Dish scooped up all licenses in U.S. 'H-block' airwaves auction
The sign in the lobby of the corporate headquarters of Dish Network is seen in the Denver suburb of Englewood
WASHINGTON (Reuters) - Dish Network Corp dominated last month's U.S. auction of so-called H Block spectrum frequencies with winning bids in all 176 markets that the Federal Communications Commission offered up.
The auction closed on February 27 after bids reached the exact total of $1.564 billion that the satellite TV provider had pledged as a reserve price.
A results sheet, recently posted online, shows that an entity called "American H Block Wireless LLC," which was how Dish participated in the sale, won all licenses in the auction.

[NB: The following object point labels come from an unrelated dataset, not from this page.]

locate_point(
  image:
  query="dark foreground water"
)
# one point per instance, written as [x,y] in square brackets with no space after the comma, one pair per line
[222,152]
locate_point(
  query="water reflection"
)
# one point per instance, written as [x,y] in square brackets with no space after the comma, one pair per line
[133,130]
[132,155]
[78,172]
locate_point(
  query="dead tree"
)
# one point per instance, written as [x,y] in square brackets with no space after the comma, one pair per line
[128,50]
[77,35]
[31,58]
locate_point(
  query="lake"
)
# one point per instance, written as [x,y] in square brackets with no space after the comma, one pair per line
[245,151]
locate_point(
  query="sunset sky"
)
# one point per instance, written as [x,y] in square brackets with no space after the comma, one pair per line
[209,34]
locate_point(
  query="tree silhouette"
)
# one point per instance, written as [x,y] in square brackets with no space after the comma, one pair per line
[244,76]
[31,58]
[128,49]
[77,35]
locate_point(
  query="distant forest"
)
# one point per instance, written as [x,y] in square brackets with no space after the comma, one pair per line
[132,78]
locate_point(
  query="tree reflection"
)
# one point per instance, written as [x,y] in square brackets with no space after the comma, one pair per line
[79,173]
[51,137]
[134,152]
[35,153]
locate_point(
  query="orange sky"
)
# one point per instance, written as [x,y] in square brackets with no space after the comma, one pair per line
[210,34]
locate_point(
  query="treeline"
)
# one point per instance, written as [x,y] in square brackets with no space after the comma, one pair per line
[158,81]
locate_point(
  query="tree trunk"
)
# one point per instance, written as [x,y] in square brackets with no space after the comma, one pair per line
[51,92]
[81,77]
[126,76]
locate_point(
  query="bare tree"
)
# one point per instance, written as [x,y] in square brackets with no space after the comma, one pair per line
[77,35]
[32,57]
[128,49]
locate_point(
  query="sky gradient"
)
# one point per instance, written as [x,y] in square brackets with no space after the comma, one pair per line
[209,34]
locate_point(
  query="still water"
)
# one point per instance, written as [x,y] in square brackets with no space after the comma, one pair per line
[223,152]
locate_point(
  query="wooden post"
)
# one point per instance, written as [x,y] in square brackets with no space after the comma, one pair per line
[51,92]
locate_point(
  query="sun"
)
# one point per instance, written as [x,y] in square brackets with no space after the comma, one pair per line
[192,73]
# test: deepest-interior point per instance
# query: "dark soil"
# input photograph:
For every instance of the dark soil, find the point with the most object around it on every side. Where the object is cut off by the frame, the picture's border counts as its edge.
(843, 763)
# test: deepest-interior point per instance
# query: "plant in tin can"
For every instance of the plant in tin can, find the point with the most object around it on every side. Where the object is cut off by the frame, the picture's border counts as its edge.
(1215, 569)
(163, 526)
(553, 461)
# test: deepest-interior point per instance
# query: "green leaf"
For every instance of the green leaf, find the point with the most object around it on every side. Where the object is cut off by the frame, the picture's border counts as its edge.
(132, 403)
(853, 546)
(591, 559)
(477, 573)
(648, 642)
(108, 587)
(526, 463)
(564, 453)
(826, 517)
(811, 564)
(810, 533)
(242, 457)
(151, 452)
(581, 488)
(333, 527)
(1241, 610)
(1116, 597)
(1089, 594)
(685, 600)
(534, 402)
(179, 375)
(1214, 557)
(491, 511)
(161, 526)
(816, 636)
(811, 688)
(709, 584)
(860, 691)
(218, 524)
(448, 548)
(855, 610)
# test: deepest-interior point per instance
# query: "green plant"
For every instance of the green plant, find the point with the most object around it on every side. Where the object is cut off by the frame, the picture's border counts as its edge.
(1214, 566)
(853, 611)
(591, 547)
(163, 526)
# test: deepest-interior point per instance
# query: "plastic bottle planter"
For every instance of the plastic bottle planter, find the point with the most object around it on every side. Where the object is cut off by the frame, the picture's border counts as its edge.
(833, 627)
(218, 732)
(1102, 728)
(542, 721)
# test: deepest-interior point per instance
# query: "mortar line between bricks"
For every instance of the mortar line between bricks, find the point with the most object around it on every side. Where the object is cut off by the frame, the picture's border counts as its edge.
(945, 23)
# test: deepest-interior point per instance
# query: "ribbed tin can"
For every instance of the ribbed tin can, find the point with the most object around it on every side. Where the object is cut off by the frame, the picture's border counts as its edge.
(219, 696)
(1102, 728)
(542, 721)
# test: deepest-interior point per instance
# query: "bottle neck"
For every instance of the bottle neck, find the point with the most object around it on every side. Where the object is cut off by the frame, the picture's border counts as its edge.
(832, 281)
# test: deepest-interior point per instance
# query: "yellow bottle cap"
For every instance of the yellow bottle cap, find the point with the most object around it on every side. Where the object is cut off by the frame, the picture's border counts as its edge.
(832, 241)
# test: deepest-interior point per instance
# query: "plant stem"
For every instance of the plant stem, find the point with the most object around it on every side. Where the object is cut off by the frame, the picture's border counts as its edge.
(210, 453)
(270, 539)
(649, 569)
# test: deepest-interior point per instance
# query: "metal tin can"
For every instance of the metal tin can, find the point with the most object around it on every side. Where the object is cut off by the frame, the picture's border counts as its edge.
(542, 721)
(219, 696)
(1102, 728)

Dish gained 10 megahertz worth of spectrum in areas across numerous U.S. states and territories, including New York City, Los Angeles, Chicago, San Francisco, Boston and Washington.
To view the results, see fcc.us/1eVrkUp
The H Block spectrum is adjacent to some frequencies already owned by Dish, giving the company control of a valuably contiguous slice of airwaves. However, it is unclear how the company plans to use the spectrum.
Dish was the largest and most formidable of the participants, which included smaller carriers and individual investors.
The company's representative declined to comment, citing anti-collusion restrictions in effect until Friday. Final payments are due on March 28.
Dish had pledged $1.564 billion for the H block spectrum in exchange for the FCC giving it more flexibility on how fast and how the company would use some of the spectrum it already had.